Unanswered questions in Norway tragedy
By Jorn Madslien

BBC News


Four days after the twin terror attacks in Norway, the popular response has been restrained. It has been a display of grief rather than anger.

The lives lost sparked a massive response, with hundreds of thousands of people taking to the streets in the capital, Oslo, and across the country last night.

But it is only a matter of time before the people, politicians and the media start taking a more analytical look at what happened last Friday.

As part of such a process, difficult questions will be put to the security and emergency services.

In particular, the response by the police to the massacre at the Norwegian Labour youth camp on Utoeya island appears to have been slow.

On Tuesday, Justice Minister Knut Storberget praised police for "fantastic" work after the attacks that killed at least 76 people, despite the criticisms over their apparent slow response.


Norwegian Justice Minister

"It is very important that we have an open and critical approach... but there is a time for everything," he said after talks with Oslo's police chief.

Boat rescue

Media helicopters were filming the killings from the air, long before the arrival of armed anti-terrror police officers, more than an hour after the shooting started.

Courageous boat owners were rescuing young people from drowning in the lake long before any emergency services came to their assistance.

Engine failure is said to have delayed the arrival of one commando police boat by 10 minutes. Police surveillance was apparently unavailable because of holidays.

And armed response units were tied up in Oslo, where government buildings had been blown up in an unprecedented attack.

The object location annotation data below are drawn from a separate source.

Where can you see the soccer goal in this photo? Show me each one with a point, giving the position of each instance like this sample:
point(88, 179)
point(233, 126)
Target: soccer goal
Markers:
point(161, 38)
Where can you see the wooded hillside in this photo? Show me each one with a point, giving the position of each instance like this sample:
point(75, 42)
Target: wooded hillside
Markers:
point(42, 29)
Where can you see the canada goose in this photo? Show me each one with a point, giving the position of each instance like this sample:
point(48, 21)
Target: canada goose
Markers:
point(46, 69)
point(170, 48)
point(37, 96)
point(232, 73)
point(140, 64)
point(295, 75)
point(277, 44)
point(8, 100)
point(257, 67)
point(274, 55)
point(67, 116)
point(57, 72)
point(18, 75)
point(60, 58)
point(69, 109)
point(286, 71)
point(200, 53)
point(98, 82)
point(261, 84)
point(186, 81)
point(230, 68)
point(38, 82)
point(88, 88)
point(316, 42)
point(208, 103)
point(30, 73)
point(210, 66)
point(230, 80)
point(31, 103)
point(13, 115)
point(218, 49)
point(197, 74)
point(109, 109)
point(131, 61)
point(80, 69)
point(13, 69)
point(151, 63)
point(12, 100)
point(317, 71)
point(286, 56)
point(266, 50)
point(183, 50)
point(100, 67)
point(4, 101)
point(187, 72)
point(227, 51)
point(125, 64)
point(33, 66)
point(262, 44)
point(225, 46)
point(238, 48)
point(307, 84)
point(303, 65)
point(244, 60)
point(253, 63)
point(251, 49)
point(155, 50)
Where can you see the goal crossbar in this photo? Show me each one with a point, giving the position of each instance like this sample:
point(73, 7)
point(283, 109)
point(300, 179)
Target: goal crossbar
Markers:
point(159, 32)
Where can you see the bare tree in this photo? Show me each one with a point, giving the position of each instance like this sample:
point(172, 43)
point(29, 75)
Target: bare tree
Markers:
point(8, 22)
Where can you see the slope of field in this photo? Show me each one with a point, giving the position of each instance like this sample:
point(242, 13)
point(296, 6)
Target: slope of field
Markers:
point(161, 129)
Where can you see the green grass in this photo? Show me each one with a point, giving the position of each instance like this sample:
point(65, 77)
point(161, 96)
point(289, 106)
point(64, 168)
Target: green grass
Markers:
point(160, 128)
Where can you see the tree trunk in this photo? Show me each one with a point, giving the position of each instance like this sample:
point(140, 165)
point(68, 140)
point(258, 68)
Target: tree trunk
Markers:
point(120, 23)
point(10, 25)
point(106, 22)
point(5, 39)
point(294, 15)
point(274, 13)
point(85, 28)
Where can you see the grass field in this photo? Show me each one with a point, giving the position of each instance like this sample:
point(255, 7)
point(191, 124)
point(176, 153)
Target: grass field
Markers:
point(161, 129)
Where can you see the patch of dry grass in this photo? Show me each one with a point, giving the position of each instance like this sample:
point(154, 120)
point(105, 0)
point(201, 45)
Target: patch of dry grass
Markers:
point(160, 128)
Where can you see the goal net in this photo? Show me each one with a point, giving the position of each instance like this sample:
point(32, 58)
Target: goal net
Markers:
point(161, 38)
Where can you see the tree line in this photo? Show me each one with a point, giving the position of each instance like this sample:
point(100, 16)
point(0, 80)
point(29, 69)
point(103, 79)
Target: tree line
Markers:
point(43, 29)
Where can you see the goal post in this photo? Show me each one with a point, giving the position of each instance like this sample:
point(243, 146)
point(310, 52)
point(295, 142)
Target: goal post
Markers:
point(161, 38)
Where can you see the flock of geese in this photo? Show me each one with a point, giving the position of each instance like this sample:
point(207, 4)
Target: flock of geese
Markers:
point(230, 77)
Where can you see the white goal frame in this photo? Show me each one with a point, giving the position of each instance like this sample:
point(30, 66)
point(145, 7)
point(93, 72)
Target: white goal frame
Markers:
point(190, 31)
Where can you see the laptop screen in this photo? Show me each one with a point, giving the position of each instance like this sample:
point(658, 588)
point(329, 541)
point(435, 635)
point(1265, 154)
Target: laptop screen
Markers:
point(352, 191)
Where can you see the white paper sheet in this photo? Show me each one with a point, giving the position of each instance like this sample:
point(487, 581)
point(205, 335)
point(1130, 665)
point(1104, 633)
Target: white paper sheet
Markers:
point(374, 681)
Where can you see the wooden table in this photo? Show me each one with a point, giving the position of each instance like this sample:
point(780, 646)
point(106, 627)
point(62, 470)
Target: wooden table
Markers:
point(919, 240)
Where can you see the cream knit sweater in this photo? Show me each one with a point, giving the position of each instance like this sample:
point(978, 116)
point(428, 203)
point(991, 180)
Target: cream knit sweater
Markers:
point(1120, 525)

The apparently slow response to the Utoeya massacre raises questions about whether the police were prepared well enough for a dual attack.

Known suspect

Norwegian intelligence services are also expected to come under closer scrutiny following revelations that the suspected killer, Anders Behren Breivik, was known to the authorities.

Breivik was on a security service watch list after he ordered chemicals online from a Polish company in March this year.

His name was passed to the Police Security Service (PST) by Norwegian customs.

It has also emerged that Breivik had been in touch with senior members of the UK's English Defence League, and that this contact had been revealed by the anti-fascist magazine Searchlight.

As yet, no-one has openly criticised the police or any other security or emergency services for any perceived shortcomings for preventing or stopping the attacks.

But explanations will nevertheless be expected soon.